La única posibilidad de que las izquierdas conserven algún tipo de superioridad moral estriba en su capacidad para autocontestarse y romper con sus propios mitos. Hace medio siglo, la invasión de Checoslovaquia por los tanques soviéticos provocó uno de esos seismos internos que conmocionan a los llamados progresistas y les obliga a mirarse al espejo para descubrirse menos guapos de lo que se creían. A finales de los Sesenta y comienzos de los Setenta, miles de jóvenes españoles predispuestos a comprometerse en política (y jugarse el tipo luchando por la libertad) rechazaron organizarse en el comunismo oficial (el PCE). Fue la consecuencia directa del 68, tanto del francés como del checoslovaco.

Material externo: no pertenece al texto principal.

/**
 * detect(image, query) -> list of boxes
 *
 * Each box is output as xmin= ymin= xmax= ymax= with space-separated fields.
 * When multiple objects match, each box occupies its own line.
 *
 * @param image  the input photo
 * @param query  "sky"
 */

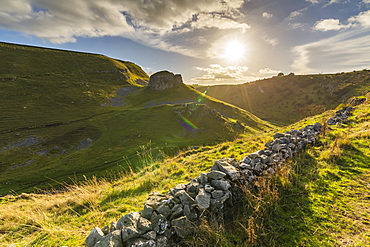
xmin=0 ymin=0 xmax=370 ymax=85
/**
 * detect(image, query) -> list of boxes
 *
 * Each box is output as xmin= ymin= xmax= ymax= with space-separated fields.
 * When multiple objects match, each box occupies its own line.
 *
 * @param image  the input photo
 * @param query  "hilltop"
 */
xmin=196 ymin=71 xmax=370 ymax=125
xmin=0 ymin=42 xmax=271 ymax=195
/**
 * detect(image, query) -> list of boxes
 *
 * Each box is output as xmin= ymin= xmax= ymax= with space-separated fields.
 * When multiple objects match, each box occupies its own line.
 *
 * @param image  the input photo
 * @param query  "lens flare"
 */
xmin=180 ymin=116 xmax=198 ymax=131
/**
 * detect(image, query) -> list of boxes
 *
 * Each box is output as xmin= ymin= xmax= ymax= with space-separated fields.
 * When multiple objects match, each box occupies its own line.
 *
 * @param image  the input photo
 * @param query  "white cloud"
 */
xmin=193 ymin=64 xmax=249 ymax=81
xmin=288 ymin=8 xmax=307 ymax=20
xmin=292 ymin=29 xmax=370 ymax=73
xmin=259 ymin=68 xmax=281 ymax=75
xmin=313 ymin=10 xmax=370 ymax=32
xmin=0 ymin=0 xmax=249 ymax=57
xmin=363 ymin=0 xmax=370 ymax=3
xmin=190 ymin=13 xmax=250 ymax=33
xmin=263 ymin=36 xmax=278 ymax=46
xmin=313 ymin=18 xmax=351 ymax=31
xmin=349 ymin=10 xmax=370 ymax=28
xmin=305 ymin=0 xmax=320 ymax=3
xmin=262 ymin=12 xmax=273 ymax=19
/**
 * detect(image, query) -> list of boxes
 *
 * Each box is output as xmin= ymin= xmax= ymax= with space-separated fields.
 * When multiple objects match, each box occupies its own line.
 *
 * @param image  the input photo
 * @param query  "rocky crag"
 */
xmin=86 ymin=99 xmax=365 ymax=247
xmin=147 ymin=71 xmax=183 ymax=91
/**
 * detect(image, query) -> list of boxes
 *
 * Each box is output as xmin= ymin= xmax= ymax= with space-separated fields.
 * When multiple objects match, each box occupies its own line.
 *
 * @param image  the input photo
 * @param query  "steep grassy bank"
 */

Han pasado cincuenta años, y la última expresión política del posizquierdismo (transmutado en populismo latinoamericano) zozobra de la manera más miserable en Venezuela o Nicaragua. No son las de estos países dos crisis idénticas, aunque sí paralelas. Porque la primera ha desencadenado, en buena medida, la segunda. El petróleo es la clave. Hace quince años, el chavismo logró derrotar a la oposición venezolana, que a finales del 2002 había saboteado y paralizado la empresa estatal Pedevesa, desde las refinerías hasta los buques cisterna. A partir de ese momento, los bolivarianos podían y debían reorganizar la enorme sociedad pública (con una plantilla de cien mil trabajadores) para hacerla más eficaz y más rentable. Era un objetivo estratégico fundamental que fueron incapaces de alcanzar; todo lo contrario. Y cuando Maduro sucedió a Chávez y el régimen se hizo aún más grotesco, se alejó de la realidad, se aisló y desarrolló sus perfiles más autoritarios y arbitrarios, el principal soporte económico del país y de sus aliados se derrumbó. Hoy, la ruina económica y la catástrofe social viajan desde Caracas a Managua o La Habana. El sueño populista es una pesadilla repleta de monstruos.

¿Superioridad moral? Solo la de quienes sean capaces de contemplar la realidad (toda ella) con una actitud crítica, abierta y honesta.